In 1919 a little girl found a Purple Emperor, waterlogged in a bramble bush outside Doward Cottage, and took it to the old collector. This bedraggled, dying specimen was the last that he would see, and was the very last to be seen at Ganarew. In his old age A.B.F.’s eccentricity and pedantic obsessions were caricatured, even by his friends. His death went unreported, and it was left to his old friend, the great F.W. Frohawk, to tell the world who had destroyed the European Map in Symonds Yat. The news was so shocking that some entomologists refused to believe that their hero could have done such a thing, and doubted that he could have achieved the extermination at such advanced age.
We would be ignorant of extinctions and of the pressure that we exert on wildlife if it had not been for A.B.F. and collectors like him. His contributions to science were to advance curation of insect collections, to popularise collecting and trade in specimens, and to prove variation in every species. Although his anticipated extinction of the Silk Moth didn’t happen, he failed in his search for a silk-producer to rival the silkworm. His discovery of Industrial Melanism - the proof of natural selection - was wrongly credited to J.W. Tutt some 18 years after A.B.F. wrote to Charles Darwin about it. His great collection was dispersed by auction after his death.

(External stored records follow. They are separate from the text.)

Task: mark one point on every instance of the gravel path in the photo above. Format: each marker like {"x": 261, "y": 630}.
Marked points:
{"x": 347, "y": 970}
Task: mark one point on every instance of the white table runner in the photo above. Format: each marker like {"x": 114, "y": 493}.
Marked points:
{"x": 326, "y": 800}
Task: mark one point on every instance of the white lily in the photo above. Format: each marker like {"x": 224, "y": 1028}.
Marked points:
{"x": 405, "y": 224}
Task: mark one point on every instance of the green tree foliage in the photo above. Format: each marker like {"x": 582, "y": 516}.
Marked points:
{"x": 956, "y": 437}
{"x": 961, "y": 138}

His unintended legacy is his contribution to modern ethics, but it has taken decades to mature. Nearly twenty years after his death, Field Naturalists still hired excursion trains to explore The Doward, and a boy in Symonds Yat was seen searching for a rotten rabbit to lure Purple Emperors in the hope of a handsome reward. But Albert Brydges Farn had proved that butterfly collecting, the hobby that he had himself popularised, could bring about extinction. No longer required by science, collecting became the object of derision and the hobby died out in Britain. Today it is illegal to liberate an alien species in Britain without a licence, or to trade or even handle endangered species.
But the history of entomology in the Upper Wye Gorge presents new dilemmas for conservation: It has an unusually wide variety of species, but were any others introduced by The Planting Fraud to attract rich tourists? Six of the species Farn knew here are locally or even nationally extinct, but is it just the way we have changed their habitat, or did some only become extinct because butterfly collectors no longer visited by the trainload, so there was nobody to defraud by liberating them? Should extinct species be reintroduced? And as global warming pushes species onto higher ground and ever northwards, should the British Isles be used as an Ark to save alien species that are endangered across the English Channel?
Wye Valley Butterfly Zoo is located in the shadow of The Doward, and has a continuing program of research into the life of Albert Brydges Farn, the contemporary occurrence of butterfly species that the great collector knew there, and the feasibility of reintroduction of the extinct species.